添加了配置文件操作代码以防止下载对话框。

回答by Joshua Burns

I'll admit this solution is a little more "hacky" than the Firefox Profile saveToDisk alternative, but it works across both Chrome and Firefox, and doesn't rely on a browser-specific feature which could change at any time. And if nothing else, maybe this will give someone a little different perspective on how to solve future challenges.

我承认这个解决方案比 Firefox Profile saveToDisk 替代方案更“hacky”,但它适用于 Chrome 和 Firefox,并且不依赖于随时可能更改的特定于浏览器的功能。如果不出意外,也许这会让某人对如何解决未来的挑战有一些不同的看法。

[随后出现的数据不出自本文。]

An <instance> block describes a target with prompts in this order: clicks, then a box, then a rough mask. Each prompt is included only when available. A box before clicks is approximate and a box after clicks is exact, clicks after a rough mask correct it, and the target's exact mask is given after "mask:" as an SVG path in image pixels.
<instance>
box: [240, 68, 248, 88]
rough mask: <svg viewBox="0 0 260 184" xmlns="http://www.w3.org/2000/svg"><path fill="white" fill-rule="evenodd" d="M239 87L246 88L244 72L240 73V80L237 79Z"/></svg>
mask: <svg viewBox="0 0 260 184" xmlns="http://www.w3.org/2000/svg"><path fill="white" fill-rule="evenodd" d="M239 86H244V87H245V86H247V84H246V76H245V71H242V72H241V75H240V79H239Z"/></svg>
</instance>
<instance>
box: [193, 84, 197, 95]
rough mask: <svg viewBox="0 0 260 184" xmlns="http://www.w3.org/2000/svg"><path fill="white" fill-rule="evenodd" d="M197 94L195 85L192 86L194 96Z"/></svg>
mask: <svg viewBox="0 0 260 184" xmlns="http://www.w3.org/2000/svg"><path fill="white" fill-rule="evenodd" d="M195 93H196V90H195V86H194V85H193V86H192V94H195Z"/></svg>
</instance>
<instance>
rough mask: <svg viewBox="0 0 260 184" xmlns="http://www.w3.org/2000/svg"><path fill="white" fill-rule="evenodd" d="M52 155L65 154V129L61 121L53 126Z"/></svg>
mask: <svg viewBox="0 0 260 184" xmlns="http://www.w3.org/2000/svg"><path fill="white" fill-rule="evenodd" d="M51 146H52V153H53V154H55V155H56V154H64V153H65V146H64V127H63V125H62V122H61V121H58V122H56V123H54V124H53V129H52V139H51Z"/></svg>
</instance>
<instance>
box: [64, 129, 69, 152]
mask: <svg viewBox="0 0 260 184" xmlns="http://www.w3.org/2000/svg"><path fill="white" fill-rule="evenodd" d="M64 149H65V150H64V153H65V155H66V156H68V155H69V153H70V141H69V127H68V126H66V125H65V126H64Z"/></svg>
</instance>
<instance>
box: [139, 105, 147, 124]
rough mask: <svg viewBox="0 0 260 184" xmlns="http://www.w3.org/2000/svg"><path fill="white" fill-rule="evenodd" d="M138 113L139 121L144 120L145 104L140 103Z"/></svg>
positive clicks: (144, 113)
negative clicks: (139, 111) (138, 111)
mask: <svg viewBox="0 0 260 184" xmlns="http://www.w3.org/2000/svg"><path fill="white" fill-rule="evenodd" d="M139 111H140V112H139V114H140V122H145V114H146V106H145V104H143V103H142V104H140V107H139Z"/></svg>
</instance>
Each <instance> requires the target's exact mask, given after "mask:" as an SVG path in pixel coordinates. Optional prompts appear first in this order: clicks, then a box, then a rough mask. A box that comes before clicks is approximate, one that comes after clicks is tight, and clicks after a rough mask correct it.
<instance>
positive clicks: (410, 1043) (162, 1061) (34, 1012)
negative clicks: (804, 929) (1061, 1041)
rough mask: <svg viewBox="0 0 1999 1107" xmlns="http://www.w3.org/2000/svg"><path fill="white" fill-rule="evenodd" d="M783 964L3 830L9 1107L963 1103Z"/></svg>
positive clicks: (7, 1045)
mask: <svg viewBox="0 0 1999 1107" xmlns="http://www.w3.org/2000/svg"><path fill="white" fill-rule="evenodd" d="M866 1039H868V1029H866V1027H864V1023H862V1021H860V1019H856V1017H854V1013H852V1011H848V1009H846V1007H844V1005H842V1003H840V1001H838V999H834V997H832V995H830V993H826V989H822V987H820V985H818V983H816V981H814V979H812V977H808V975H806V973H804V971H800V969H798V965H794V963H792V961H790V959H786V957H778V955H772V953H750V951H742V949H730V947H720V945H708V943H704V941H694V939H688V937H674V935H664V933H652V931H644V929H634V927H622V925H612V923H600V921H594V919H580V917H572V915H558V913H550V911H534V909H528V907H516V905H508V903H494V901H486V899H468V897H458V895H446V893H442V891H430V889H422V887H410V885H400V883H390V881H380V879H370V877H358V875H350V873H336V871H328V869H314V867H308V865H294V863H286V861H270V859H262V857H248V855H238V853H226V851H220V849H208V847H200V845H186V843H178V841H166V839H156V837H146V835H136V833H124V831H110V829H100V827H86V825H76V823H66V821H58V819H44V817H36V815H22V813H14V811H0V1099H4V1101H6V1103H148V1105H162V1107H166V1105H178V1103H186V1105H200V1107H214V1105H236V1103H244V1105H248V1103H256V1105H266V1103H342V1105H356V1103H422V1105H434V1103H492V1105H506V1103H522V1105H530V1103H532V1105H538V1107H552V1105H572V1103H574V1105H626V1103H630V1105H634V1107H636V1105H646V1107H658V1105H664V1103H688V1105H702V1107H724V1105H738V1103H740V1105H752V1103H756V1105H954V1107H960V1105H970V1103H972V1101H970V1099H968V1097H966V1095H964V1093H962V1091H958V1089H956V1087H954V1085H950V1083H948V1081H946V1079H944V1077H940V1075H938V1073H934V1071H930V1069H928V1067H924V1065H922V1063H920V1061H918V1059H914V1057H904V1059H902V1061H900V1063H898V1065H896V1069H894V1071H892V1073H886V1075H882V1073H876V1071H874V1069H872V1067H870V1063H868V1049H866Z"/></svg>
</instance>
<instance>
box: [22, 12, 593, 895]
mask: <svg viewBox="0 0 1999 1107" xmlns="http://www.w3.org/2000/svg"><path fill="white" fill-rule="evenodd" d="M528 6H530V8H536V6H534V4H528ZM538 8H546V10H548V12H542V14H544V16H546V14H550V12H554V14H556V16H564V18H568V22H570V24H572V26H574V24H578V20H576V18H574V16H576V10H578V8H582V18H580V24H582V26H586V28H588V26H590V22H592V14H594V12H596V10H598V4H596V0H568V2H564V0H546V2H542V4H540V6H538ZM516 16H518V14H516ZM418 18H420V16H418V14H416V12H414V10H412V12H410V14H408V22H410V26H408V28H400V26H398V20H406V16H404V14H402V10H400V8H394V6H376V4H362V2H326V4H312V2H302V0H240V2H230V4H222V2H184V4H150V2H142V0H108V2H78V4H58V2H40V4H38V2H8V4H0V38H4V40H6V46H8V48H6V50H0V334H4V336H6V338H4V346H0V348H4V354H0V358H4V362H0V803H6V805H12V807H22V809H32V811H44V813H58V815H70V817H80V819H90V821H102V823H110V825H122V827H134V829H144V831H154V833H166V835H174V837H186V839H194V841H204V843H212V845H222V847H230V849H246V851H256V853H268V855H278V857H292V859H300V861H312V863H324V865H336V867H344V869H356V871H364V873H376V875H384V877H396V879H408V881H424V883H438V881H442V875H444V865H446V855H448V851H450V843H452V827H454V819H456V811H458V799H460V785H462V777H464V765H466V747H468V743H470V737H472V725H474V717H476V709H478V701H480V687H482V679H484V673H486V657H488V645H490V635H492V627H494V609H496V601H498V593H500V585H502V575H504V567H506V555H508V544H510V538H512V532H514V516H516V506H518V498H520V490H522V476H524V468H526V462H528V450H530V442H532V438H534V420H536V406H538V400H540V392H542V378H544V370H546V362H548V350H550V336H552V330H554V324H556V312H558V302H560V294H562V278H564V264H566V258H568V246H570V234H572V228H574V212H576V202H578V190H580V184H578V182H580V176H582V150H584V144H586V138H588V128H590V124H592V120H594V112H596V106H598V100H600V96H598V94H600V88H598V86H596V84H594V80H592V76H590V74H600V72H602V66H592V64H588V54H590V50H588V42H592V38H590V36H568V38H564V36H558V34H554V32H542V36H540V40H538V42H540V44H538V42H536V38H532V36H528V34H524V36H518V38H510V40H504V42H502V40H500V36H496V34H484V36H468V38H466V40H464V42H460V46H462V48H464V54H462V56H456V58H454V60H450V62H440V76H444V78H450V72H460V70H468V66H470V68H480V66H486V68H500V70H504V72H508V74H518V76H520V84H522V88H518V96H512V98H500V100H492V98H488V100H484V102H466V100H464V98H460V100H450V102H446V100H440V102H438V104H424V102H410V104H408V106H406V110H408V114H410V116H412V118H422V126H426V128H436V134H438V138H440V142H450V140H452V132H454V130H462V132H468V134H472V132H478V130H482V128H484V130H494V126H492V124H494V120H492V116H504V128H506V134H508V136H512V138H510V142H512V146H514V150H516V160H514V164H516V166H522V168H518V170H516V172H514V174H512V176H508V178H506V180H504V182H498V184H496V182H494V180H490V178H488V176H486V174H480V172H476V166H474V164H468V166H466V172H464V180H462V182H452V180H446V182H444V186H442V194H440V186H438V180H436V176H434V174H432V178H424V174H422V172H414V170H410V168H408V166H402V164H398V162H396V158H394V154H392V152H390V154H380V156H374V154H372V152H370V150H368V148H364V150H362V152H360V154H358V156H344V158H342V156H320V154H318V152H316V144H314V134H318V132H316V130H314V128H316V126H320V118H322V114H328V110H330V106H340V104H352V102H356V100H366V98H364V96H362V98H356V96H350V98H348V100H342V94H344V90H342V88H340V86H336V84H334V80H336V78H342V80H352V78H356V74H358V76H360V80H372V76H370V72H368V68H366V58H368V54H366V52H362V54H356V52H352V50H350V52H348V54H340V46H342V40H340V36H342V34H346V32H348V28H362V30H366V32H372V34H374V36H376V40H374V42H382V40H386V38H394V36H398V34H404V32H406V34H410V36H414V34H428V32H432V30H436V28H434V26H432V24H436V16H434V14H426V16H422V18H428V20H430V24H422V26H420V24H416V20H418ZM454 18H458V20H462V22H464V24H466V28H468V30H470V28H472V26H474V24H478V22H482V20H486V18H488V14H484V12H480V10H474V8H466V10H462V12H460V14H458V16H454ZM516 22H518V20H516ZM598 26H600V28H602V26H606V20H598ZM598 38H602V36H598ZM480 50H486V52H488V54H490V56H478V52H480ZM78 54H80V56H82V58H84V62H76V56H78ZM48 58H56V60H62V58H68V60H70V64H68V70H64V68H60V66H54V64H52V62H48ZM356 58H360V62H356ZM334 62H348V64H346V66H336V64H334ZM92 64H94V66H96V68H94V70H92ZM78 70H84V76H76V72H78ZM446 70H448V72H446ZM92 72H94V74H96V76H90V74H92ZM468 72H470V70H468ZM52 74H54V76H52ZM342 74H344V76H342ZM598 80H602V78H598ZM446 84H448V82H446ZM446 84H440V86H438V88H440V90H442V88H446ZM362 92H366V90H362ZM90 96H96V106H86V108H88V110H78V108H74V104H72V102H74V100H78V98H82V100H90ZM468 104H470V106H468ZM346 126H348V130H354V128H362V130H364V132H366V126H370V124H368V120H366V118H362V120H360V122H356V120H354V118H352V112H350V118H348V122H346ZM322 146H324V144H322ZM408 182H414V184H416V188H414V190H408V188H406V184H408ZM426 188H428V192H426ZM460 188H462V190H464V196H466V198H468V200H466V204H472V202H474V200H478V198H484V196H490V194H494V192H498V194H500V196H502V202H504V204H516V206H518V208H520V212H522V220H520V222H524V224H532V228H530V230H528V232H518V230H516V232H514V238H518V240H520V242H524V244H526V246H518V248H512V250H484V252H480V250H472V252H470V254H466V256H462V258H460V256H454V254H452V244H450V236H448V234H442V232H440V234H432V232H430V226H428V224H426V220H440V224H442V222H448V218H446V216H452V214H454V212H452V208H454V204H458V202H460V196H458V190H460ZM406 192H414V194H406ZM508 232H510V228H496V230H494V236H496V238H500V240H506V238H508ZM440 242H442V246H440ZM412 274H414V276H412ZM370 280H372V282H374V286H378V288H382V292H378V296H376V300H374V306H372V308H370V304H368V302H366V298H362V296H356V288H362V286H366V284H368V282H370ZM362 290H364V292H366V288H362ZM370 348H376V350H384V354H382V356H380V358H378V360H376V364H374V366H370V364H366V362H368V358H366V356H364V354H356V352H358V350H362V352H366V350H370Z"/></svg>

Prerequisites: Ensure you have selenium and pyvirtualdisplay installed...

先决条件:确保您已安装 selenium 和 pyvirtualdisplay...

  • Python 2: sudo pip install selenium pyvirtualdisplay
  • Python 3: sudo pip3 install selenium pyvirtualdisplay
  • 蟒蛇2: sudo pip install selenium pyvirtualdisplay
  • 蟒蛇3: sudo pip3 install selenium pyvirtualdisplay

The Magic

魔法

import pyvirtualdisplay
import selenium
import selenium.webdriver
import time
import base64
import json

root_url = 'https://www.google.com'
download_url = 'https://www.google.com/images/branding/googlelogo/2x/googlelogo_color_272x92dp.png'

print('Opening virtual display')
display = pyvirtualdisplay.Display(visible=0, size=(1280, 1024,))
display.start()
print('\tDone')

print('Opening web browser')
driver = selenium.webdriver.Firefox()
#driver = selenium.webdriver.Chrome() # Alternately, give Chrome a try
print('\tDone')

print('Retrieving initial web page')
driver.get(root_url)
print('\tDone')

print('Injecting retrieval code into web page')
driver.execute_script("""
    window.file_contents = null;
    var xhr = new XMLHttpRequest();
    xhr.responseType = 'blob';
    xhr.onload = function() {
        var reader  = new FileReader();
        reader.onloadend = function() {
            window.file_contents = reader.result;
        };
        reader.readAsDataURL(xhr.response);
    };
    xhr.open('GET', %(download_url)s);
    xhr.send();
""".replace('\r\n', ' ').replace('\r', ' ').replace('\n', ' ') % {
    'download_url': json.dumps(download_url),
})

print('Looping until file is retrieved')
downloaded_file = None
while downloaded_file is None:
    # Returns the file retrieved base64 encoded (perfect for downloading binary)
    downloaded_file = driver.execute_script('return (window.file_contents !== null ? window.file_contents.split(\',\')[1] : null);')
    print(downloaded_file)
    if not downloaded_file:
        print('\tNot downloaded, waiting...')
        time.sleep(0.5)
print('\tDone')

print('Writing file to disk')
fp = open('google-logo.png', 'wb')
fp.write(base64.b64decode(downloaded_file))
fp.close()
print('\tDone')
driver.close() # close web browser, or it'll persist after python exits.
display.popen.kill() # close virtual display, or it'll persist after python exits.

Explaination

说明

We first load a URL on the domain we're targeting a file download from. This allows us to perform an AJAX request on that domain, without running into cross site scriptingissues.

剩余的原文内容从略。